Re: Is provenance data preserved when processors are deleted?

Posted by Eric Secules <es...@gmail.com>.
What information is transmitted by SiteToSiteProvenanceReporting? Is it the
content, the attributes, and the path the flowfile takes through the
system? Is there any way to connect the provenance view from NiFi to the
nosql database instead of the internal provenance storage?

On Mon, May 4, 2020 at 3:07 PM Mike Thomsen <mi...@gmail.com> wrote:

> One way to do it would be to set up a SiteToSiteProvenanceReporting task
> and have it send the data to another NiFi instance. That instance can post
> all of the provenance data into a NoSQL database like Mongo or
> Elasticsearch very quickly.
>
> On Mon, May 4, 2020 at 5:47 PM Eric Secules <es...@gmail.com> wrote:
>
>> Hello everyone,
>>
>> If I am upgrading a process group to the latest version, do you know
>> whether provenance is preserved for processors that may get deleted in the
>> upgrade?
>> I have noticed that if I delete my process group and redownload it from
>> the registry, I am no longer able to see the provenance data from flowfiles
>> that went through the first process group.
>>
>> What is the best way to view and archive provenance data for older
>> versions of flows?
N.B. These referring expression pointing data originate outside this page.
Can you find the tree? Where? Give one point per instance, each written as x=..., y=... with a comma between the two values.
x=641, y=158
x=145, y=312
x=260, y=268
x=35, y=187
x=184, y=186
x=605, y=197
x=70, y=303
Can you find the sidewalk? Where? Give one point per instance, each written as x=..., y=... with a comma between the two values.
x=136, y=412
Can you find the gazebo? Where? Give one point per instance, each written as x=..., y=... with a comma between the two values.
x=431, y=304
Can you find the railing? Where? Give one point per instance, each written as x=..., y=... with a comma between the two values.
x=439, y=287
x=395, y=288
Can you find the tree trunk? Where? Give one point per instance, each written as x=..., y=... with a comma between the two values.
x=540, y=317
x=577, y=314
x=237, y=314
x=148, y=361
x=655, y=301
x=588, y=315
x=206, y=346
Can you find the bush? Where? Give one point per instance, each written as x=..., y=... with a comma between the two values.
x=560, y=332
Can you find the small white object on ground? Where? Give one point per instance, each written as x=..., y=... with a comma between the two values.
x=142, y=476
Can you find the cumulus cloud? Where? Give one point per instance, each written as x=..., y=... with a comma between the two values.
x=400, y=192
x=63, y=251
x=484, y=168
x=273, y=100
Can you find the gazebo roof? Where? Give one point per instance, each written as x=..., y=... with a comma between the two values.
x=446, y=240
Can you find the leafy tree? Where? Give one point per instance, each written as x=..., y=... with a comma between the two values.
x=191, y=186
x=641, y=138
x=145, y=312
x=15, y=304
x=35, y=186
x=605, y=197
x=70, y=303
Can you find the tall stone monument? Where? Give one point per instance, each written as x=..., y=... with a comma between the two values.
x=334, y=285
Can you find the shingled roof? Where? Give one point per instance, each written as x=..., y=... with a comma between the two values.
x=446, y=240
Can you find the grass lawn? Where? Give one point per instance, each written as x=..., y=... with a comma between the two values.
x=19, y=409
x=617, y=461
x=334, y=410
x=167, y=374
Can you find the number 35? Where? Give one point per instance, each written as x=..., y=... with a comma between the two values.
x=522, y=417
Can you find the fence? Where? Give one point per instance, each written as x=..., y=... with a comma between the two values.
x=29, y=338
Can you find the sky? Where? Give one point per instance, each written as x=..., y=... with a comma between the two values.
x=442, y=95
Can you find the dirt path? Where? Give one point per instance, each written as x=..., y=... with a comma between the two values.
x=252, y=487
For background I am running NiFi in a docker container.
>> I think I might have to archive the currently running container and bring
>> the new version up on a new container.
>>
>> Thanks,
>> Eric
>>
>

Re: Is provenance data preserved when processors are deleted?

Posted by Mike Thomsen <mi...@gmail.com>.
One way to do it would be to set up a SiteToSiteProvenanceReporting task
and have it send the data to another NiFi instance. That instance can post
all of the provenance data into a NoSQL database like Mongo or
Elasticsearch very quickly.

On Mon, May 4, 2020 at 5:47 PM Eric Secules <es...@gmail.com> wrote:

> Hello everyone,
>
> If I am upgrading a process group to the latest version, do you know
> whether provenance is preserved for processors that may get deleted in the
> upgrade?
> I have noticed that if I delete my process group and redownload it from
> the registry, I am no longer able to see the provenance data from flowfiles
> that went through the first process group.
>
> What is the best way to view and archive provenance data for older
> versions of flows? For background I am running NiFi in a docker container.
> I think I might have to archive the currently running container and bring
> the new version up on a new container.
>
> Thanks,
> Eric
>